When Bob Dole resigned as Senate majority leader, he raised fear in the hearts of his handlers. Would he lose the happy-go-lucky demeanor that so many people associated with him in the Senate? What if he replaced it with a dour, boring manner that appealed to the serious voters who wouldn't trust a laid-back politician to save their souls?
"Whatever happens, don't lose your sense of humor," one of Dole's handlers said at the morning Lighten-Up Meeting."How can I laugh when the Republican Party doesn't know where it stands on abortion?"
"Would you laugh if it did know?"
"The people want a serious presidential candidate. In my next speech tonight I'm going to declare that Clinton laughs far too much, even when there's nothing to laugh about."

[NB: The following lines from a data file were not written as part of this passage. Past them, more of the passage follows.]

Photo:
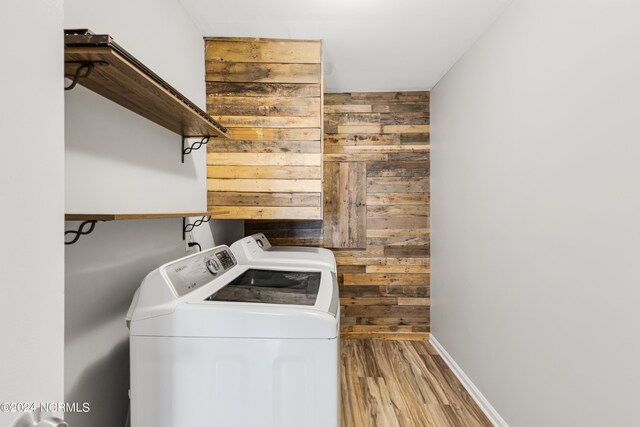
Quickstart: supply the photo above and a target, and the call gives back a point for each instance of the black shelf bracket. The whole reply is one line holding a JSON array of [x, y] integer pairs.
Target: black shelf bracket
[[83, 71], [187, 227], [195, 146], [80, 231]]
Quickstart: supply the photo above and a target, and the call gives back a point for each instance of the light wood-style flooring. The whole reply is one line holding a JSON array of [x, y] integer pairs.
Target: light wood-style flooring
[[402, 384]]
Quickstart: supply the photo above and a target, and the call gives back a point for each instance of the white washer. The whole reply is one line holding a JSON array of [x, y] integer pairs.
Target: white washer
[[220, 344], [256, 249]]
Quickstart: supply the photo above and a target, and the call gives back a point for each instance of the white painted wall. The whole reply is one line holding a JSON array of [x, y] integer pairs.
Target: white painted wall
[[535, 197], [367, 45], [31, 189], [117, 161]]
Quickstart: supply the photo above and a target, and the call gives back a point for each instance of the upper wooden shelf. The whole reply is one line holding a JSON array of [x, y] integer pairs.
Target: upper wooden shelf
[[128, 216], [107, 69]]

"That's not a bad theme, Senator, except that the public feels you are too serious, and they are starting to get nervous about you. Every time you make a speech on welfare, you sound as if you're about to drop the bomb on Cambodia."
"Welfare is a serious subject. If we don't stop the rot, we'll become a third-rate Russia. Clinton knows this, and he'll probably use it in his next radio address."
"The key to a successful election, Senator, is to promise to take the country into the next century through new ideas - or new jokes."
"Gentlemen, nothing about running for president is a laughing matter. Sure, I'm stiff, but when we have our next trade war with Mexico, being stiff is going to win the day."
"With all due respect, Senator, you tend to mumble a lot when talking to the voters."
"That's a habit I picked up in the trenches during World War II. We didn't want the other side to hear us. Look, I am not going to change my image just because the managers want me to be Don Rickles."
"Well, just try not to look so depressed when you're telling us why you can't look happy."
"Nixon never looked happy, and he won the election against Hubert Humphrey, who was the happiest dude in the country."
"Yes, Senator, but you're no Richard Nixon."